I think that there are two views points to be considered when strongly advocating the use of EMR in practices. For a Doctor it needs to easy to use and save time so that more time can be spend on the patient. Currently we have many vendors with different types of EMR that are so hard to use that it simply puts them off. I think healthcare technology companies need to develop product after regular interaction with doctors to ensure that they provide just what is required. At binaryspectrum we have developed our healthcare solutions after spending countless number of hours with doctors to ensure that its work flow is kept simple and intuitive. This is then followed up with a period of Beta testing in real time environment before it is offered as a product in the market.

At Thu Jul 05, 08:41:00 AM, Blogger Offshore Software Development India said...

This comment has been removed by a blog administrator.

At Sat Aug 01, 09:17:00 PM, Anonymous Anonymous said...

1) as of 2009, of those practices who have installed an EMR, 30% have UNINSTALLED the EMR.

2) EMRs do NOT increase efficiency, indeed it takes 6-18 months to RECOVER the same numbers of pts seen while learning the system.

3) EMRs do NOT save ANY MONEY -- all ROI (return on investment) studies include reduction of the cost of daily dictation in the mix, many practices don't even use this method anymore.

4) Improvement of patient care -- recent study based on 2004 data did NOT confirm that the EMR using groups were better than the paper using groups.

5) use of an EMR to "help you use your office staff more effectively while rearranging their duties (workflow) has NOT been SHOWN (and in this day of "evidence based medicine" to be better.

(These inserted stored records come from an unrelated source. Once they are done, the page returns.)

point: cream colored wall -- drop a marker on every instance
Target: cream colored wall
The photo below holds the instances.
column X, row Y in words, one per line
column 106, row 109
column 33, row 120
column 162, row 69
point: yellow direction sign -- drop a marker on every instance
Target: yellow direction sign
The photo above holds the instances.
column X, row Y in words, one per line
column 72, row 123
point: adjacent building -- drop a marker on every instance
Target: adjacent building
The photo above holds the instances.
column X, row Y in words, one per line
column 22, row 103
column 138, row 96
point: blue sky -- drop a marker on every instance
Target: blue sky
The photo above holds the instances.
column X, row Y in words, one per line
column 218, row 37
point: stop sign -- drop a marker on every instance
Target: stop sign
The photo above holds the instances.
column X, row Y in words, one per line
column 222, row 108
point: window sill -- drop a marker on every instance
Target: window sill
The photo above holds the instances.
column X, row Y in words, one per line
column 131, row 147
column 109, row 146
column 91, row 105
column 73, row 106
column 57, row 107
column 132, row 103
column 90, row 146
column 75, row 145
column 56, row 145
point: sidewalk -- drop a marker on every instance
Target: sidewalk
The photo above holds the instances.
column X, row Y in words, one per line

Use technology to help you see pts, organize your life, BUT if PAPER WORKS BETTER, USE IT!

Matt in Western PA
Solo x 5 years
FP x 20 years

At Fri Sep 25, 05:33:00 PM, Anonymous Anonymous said...

I understand the frustration with implementing EMR. Our hospital is in the process of doing this. There will be a huge frustrating learning curve. I do think that something needs to be done to improve the sharing of patient information among all physicians caring for each patient.

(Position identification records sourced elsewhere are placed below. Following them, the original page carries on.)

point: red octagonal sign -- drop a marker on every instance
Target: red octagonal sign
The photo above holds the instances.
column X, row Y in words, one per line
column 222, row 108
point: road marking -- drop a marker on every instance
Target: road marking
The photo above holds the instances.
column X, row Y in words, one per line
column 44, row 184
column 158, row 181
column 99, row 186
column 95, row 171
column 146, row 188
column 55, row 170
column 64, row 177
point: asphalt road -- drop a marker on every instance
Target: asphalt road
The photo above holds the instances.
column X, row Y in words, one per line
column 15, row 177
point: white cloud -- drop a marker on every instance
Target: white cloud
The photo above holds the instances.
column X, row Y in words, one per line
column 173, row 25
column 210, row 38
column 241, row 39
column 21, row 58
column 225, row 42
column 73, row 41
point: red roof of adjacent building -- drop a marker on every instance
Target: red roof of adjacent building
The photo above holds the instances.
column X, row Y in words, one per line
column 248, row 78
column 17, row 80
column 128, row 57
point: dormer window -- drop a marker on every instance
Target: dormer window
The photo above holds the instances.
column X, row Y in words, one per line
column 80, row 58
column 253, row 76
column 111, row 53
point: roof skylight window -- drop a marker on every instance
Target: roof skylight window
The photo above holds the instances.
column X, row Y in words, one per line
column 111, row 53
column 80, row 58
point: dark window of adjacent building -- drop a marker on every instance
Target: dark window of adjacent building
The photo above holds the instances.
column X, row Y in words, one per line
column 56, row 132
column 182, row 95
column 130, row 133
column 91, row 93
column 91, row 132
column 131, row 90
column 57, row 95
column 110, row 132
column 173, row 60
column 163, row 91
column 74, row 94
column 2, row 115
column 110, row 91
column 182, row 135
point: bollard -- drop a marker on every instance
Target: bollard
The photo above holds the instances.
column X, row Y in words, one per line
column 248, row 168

I can't tell you how many times I have seen a patient have more than one order for the same or similar exam done within a 24 hour period because one Dr. didn't know that the other had already ordered the test.

I can't tell you how many times I have been unable to read another physician's notes or consultation because of illegible handwriting. i am aware that your handwriting is very good but yours is the exception, not the rule.

On another post you complain that a cardiolgist changed meds of one of your patients after you had just discovered that the reason for the elevated LDL was poor patient compliance. Unless you send a note along with al your referals to specialists how would the specialst know what recent changes you have made and why?

At Fri Nov 06, 12:40:00 PM, Anonymous Anonymous said...

While I am not in favor of ramming EMRs down doctor's throats, at the same time, I do have a couple of questions for #1 Dinosaur:

1) What happens if your offices burn down - how do you explain to your patients the lost of all of their records? Electronic information has the relatively easy ability to store in multiple locations.

2) This was talked about loosely above, but an electronic chart allows for access by multiple individuals from multiple locations. Isn't this an issue with paper records?

Thanks - good article with some good points.